风安忙低下头,掩唇咳嗽后,虚声虚气道:“师尊,悬崖下杂乱的很,徒儿只是担心会污了师尊的衣袍。再者,那黑衣人掉下悬崖,尸首应当受毁,可待徒儿们去接回来,清理好了再给师尊辨认。”

    申烨看了风安一眼,没想到他在洛祝这边受了这么多委屈,如今还能如此恭敬对待洛祝。

    反观洛祝,却总是曲解风安的意思。

    想到这里,申烨心中对洛祝的敬意更少了几分。

    “师尊向不喜欢脏污之事,此事交由徒儿们便好。”他抬手一拱,不打算多说什么。

    洛祝倒是挑眉看他一眼。

    申烨正欲迎着目光望去,谁知刚看向洛祝的浅金眸子,便见洛祝垂下眼,专心地撸起怀中似睡未睡的黑豹来。

    不似外面常见的黑豹那般,毛发总紧贴身体。洛祝怀中这只毛发绒长不扎手,脸也比外面的小一圈,脸颊上的绒毛托得它脸型幼圆,看着不过是大点的黑猫,被撸了几把,便舒服地眯起眼睛,喉咙发出风箱般的声响,两只前爪在空中沉醉地抓着。

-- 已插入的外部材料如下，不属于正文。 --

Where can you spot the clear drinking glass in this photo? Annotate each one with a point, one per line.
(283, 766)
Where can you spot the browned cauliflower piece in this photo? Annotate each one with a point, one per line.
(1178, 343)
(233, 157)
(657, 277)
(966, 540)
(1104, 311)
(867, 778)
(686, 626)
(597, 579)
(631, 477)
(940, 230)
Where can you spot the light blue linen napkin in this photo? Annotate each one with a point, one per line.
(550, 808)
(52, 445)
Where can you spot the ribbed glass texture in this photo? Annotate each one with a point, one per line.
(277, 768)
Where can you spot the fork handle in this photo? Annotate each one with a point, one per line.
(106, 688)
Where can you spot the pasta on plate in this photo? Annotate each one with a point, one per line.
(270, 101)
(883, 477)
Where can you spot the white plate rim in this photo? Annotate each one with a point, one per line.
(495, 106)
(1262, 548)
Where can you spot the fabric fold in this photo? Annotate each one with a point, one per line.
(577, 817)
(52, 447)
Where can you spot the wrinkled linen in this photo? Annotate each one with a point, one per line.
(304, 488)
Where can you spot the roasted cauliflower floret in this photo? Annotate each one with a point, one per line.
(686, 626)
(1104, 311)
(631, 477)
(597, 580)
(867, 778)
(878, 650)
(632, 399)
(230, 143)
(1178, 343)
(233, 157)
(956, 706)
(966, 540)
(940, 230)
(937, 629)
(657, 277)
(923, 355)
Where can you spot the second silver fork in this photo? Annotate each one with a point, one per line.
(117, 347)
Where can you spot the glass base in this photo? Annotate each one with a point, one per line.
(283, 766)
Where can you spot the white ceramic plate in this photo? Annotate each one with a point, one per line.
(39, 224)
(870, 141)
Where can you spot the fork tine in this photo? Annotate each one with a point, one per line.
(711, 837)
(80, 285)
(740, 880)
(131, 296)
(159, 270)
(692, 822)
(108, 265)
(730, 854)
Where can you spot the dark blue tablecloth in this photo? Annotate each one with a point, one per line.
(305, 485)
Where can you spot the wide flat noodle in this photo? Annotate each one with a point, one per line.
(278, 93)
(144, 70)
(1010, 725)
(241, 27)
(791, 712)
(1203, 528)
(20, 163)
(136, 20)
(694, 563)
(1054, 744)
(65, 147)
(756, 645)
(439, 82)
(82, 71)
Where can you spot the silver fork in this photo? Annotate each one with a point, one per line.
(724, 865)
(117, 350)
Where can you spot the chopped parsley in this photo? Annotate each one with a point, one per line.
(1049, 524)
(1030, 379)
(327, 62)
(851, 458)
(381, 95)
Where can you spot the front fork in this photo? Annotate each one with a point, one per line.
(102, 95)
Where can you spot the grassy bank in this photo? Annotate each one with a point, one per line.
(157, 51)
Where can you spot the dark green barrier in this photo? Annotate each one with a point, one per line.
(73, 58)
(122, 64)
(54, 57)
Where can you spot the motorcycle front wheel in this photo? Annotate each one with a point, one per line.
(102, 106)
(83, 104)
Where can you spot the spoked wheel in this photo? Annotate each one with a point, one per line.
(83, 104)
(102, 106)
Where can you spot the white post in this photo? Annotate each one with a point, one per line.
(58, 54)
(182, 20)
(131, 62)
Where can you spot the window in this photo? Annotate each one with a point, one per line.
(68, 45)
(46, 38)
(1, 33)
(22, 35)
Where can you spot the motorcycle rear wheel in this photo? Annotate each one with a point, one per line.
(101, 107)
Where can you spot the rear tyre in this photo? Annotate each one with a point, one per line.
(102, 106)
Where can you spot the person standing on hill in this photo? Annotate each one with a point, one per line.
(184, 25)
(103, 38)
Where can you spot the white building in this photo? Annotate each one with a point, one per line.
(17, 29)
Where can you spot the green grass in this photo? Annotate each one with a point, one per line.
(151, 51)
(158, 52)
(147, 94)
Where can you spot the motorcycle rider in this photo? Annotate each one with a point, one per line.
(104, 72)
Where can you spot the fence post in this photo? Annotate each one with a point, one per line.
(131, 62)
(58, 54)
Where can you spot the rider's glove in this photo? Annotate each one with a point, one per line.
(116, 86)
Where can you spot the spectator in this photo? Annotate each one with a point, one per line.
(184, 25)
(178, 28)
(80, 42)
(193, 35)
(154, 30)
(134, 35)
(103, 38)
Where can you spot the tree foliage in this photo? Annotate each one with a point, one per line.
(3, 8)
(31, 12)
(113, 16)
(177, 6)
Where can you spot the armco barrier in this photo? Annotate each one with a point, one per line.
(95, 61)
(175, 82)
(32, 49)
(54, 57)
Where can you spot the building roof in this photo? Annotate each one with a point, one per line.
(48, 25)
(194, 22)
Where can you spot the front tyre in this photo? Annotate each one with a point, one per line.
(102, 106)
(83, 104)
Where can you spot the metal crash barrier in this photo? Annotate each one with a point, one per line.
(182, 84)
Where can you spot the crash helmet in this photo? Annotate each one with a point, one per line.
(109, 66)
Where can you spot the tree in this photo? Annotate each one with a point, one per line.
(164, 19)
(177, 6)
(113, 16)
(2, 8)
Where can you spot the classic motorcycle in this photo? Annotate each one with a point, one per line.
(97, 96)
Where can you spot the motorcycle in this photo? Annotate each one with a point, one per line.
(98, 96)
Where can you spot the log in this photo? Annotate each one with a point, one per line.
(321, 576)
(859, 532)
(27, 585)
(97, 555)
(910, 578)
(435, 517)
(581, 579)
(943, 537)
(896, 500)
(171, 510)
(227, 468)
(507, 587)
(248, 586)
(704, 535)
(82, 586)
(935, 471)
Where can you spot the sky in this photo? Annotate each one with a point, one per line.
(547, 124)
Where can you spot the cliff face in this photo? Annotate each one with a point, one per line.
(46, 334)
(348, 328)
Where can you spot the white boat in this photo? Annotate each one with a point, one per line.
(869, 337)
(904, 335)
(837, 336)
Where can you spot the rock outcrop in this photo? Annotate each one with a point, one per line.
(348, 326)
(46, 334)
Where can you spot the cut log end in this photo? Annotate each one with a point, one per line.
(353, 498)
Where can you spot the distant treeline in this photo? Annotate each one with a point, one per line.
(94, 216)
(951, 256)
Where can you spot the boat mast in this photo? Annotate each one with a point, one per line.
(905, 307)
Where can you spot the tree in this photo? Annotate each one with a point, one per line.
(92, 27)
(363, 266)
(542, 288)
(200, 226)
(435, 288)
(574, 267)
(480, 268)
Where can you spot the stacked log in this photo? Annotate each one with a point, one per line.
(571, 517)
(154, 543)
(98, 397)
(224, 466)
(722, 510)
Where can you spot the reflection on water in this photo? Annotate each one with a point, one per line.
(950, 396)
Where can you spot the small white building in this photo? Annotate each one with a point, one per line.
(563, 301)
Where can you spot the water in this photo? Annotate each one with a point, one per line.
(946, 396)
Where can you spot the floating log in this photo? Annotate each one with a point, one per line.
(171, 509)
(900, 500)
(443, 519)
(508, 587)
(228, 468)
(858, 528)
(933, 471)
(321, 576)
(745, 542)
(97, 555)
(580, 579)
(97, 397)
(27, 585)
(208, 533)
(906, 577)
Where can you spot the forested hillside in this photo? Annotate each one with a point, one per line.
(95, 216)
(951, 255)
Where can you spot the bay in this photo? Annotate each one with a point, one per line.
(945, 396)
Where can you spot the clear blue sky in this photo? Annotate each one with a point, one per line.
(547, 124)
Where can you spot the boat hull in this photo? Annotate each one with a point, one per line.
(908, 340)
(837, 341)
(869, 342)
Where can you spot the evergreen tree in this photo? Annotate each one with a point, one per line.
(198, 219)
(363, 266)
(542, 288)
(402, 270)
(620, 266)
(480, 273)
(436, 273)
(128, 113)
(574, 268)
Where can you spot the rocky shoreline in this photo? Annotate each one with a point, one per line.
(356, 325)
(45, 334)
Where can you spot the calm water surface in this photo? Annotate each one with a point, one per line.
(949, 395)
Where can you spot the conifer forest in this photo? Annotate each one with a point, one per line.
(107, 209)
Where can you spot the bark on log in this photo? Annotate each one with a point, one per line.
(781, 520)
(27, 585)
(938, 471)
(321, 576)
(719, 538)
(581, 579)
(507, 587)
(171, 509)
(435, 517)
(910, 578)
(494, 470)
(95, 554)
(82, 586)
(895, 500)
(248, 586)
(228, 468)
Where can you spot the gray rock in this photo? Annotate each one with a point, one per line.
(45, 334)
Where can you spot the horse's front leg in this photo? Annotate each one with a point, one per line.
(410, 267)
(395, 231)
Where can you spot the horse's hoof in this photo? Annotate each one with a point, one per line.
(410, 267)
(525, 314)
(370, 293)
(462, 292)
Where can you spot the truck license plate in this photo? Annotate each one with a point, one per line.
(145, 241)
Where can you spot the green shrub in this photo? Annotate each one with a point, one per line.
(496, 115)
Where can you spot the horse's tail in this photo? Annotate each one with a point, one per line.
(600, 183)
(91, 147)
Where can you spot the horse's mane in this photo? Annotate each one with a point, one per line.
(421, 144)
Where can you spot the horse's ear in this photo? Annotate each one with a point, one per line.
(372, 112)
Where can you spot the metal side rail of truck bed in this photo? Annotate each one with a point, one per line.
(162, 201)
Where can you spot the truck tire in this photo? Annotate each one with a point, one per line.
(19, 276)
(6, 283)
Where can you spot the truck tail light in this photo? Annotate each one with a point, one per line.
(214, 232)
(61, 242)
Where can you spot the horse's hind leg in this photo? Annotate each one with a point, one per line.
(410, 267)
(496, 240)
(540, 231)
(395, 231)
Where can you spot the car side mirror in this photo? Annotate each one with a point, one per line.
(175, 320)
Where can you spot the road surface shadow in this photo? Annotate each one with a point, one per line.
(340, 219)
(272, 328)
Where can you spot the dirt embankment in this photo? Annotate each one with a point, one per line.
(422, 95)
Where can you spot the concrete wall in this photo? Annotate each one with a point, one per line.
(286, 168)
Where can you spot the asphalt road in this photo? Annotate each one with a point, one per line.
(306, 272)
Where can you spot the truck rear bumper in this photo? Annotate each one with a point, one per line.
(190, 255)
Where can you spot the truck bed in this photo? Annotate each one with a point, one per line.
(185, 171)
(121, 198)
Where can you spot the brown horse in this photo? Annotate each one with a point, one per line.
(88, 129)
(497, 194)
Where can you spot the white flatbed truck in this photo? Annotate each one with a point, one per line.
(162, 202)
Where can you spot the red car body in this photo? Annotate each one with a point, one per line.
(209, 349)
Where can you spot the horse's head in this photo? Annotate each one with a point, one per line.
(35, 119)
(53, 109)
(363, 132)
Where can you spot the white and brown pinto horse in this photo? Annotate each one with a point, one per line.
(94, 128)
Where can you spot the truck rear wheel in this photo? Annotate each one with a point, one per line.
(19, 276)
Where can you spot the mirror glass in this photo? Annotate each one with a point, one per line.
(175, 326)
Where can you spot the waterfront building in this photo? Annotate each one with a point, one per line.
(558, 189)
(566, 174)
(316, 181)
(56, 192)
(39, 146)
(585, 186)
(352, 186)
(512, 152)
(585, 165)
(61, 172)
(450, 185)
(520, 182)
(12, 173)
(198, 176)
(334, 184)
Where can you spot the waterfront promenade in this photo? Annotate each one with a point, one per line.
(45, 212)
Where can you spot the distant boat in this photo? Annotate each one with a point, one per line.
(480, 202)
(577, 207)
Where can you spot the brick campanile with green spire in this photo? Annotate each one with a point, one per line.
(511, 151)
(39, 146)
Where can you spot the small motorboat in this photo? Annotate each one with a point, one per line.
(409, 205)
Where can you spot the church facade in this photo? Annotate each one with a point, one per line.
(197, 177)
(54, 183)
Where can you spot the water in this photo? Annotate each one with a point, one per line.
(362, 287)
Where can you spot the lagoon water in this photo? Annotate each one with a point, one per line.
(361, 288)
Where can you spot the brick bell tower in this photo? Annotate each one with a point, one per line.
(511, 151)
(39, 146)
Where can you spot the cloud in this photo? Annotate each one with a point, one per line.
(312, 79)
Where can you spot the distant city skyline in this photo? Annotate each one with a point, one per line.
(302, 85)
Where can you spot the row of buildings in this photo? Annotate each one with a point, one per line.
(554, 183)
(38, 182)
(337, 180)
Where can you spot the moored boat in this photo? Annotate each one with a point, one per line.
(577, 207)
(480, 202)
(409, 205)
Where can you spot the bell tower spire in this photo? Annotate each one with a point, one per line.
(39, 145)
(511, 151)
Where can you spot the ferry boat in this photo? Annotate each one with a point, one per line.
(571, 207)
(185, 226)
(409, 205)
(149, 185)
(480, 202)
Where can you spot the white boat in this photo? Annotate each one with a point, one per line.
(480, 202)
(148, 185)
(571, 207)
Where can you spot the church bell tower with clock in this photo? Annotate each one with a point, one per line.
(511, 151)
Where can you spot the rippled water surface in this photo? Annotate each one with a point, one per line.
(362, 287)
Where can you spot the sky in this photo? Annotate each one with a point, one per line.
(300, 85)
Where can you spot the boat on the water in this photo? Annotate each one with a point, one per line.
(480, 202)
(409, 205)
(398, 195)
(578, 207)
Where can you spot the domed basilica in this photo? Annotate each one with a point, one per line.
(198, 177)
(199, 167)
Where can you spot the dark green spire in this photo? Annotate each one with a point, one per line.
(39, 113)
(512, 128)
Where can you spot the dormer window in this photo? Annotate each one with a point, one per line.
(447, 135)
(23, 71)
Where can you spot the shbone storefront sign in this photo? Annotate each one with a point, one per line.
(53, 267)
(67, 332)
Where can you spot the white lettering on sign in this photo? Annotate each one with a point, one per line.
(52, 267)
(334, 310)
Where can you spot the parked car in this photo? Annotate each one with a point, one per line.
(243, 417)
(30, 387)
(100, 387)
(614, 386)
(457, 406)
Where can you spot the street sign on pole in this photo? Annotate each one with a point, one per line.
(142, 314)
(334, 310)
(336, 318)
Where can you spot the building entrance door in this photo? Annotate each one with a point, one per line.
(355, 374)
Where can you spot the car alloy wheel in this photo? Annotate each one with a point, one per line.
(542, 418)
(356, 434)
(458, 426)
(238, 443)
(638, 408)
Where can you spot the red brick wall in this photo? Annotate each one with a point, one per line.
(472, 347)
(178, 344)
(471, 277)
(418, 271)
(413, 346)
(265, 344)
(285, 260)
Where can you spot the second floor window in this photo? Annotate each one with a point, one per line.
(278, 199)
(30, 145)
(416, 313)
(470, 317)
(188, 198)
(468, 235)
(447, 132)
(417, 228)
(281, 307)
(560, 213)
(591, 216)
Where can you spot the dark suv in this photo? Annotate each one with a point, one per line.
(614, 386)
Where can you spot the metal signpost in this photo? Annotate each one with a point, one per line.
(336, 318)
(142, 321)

    申烨想起来这猫是被秦沐一剑刺伤,今日风安又说黑衣人特地赶去杀它灭口,想来也是只可怜猫。

    但洛祝待这猫如此亲昵,便让他忍不住想到同样受伤的风安。

    凭什么一只畜生得到这么好的待遇,而本该做他亲传弟子的风安却被推来推去四处查线索,现在还要听他冷嘲热讽?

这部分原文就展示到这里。